At the Tata Open Maharashtra, the first ever ATP level event the city will host, the world no 6 Cilic is the biggest singles player to be competing. And he comes in with a strong reputation. The Croat already has a Grand Slam title to his name, winning the 2014 US Open, but in 2017, he reached the final of the Wimbledon Championships.
“I would say that in the grass season I was, in every possible way, the best I could ever be,” he says. “I was playing extremely well and had a great clay court season. And then I had a great run at Wimbledon. Unfortunately, I was not able to play at my best level in the final.”

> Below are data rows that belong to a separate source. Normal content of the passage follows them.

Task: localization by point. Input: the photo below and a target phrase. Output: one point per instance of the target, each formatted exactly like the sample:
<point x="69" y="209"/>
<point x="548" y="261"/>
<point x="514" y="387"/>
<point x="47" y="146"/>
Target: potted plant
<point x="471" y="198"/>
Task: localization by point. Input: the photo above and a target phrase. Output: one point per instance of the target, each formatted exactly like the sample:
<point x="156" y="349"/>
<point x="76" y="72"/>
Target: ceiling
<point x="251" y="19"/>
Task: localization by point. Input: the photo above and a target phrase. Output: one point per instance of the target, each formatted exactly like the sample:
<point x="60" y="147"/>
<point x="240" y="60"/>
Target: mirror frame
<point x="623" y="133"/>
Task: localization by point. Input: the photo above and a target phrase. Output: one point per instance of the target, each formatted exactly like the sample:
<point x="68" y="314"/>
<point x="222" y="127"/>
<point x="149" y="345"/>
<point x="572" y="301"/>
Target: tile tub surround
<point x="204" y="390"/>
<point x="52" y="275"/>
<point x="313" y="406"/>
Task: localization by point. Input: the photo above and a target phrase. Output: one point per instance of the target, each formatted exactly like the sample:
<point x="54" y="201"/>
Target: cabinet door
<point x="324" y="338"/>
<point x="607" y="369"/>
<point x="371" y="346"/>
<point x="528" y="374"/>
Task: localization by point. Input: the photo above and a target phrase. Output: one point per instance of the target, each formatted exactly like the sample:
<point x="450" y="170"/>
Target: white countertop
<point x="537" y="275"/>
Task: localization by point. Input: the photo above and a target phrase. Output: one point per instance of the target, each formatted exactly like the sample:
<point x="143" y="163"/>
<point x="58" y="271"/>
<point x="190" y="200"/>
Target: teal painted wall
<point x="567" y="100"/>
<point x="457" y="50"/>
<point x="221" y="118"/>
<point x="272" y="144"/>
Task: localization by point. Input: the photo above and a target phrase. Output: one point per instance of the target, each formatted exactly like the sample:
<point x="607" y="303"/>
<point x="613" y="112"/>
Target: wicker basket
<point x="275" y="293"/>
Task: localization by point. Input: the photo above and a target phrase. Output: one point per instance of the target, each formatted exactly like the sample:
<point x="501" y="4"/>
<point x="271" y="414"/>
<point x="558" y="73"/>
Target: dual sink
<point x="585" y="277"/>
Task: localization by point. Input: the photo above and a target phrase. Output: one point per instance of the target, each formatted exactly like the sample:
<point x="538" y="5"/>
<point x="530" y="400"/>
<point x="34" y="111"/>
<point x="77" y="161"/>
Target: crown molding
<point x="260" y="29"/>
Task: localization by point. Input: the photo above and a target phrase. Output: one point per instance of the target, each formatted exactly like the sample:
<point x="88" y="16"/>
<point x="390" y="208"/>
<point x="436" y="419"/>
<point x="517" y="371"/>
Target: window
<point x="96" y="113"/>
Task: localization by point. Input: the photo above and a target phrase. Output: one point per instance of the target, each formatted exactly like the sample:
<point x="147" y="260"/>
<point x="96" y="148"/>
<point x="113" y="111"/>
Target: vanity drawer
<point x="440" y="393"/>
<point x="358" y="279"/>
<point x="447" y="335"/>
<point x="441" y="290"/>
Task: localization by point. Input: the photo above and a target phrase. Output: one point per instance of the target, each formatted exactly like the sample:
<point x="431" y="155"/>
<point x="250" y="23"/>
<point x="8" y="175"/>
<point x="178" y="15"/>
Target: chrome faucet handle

Till the summit clash, the 29-year-old was in scintillating form, losing only three sets (not dropping a single one till the quarterfinals). He was unlucky however, to have come up against a resurgent and in-form Roger Federer in the final. But Cilic did start strongly, keeping up the pace with the Swiss till blisters on his foot slowed him down.
He was near tears at the end of the match, but there was still much for him to take away from his performance that fortnight. It was another gutsy performance by the perennial challenger. “If I can keep doing those things at that kind of level, with that kind of consistency, I think it might happen. It might give me opportunities (to win) other Slams,” he says. Shortly after that run, he broke into the top 5 world rankings, coming up as high as fourth in October. But the lengthy season began to wear him off both physically and mentally.
And by the time he had to compete at the World ATP Finals in London, Cilic failed to win any of his round robin matches against Federer, Alexander Zverev and Jack Sock. “Towards the end of the season, I got a bit mentally tired. I had played a lot of tennis and travelled a lot,” he says. “I felt a bit drained mentally at that critical point of the year. So in a way I learnt a lesson to be a little bit smarter with my scheduling and if I get to that point again, I will look to get more breaks physically and mentally to be fresh till the end of the year.”
The challenge though, not just for Cilic, has become tougher on tour with Federer and Rafael Nadal raising the bar yet again, as both picked up two Grand Slams each in the 2017 season. And with Novak Djokovic and Andy Murray seemingly out for a while, there are expectations on the younger generation to challenge the two veterans.
Interestingly enough, Cilic and Juan Martin Del Potro are the only two below the age of 30 to have won a singles major. “I think it just pushes me to be more determined. They (Federer and Nadal) are getting the challenge higher during the course of their career, they have played at an extremely high level in those big tournaments,” he says. “I believe in the last season I achieved great success and brought my consistency a little bit higher.”
After the off-season, the Croat hopes to continue in the same form that took him to his highest world rank, and that much closer to winning a second Grand Slam. The 2017 season though didn’t quite start well, with a shock first round loss at the Chennai Open to the unfancied Jozef Kovalik.
But in Pune, in a newer stadium compared to the one in Chennai, he likes what is on offer. “Chennai is humid, but it’s dry here,” he says. “And the weather is cool. It’s perfect for me.”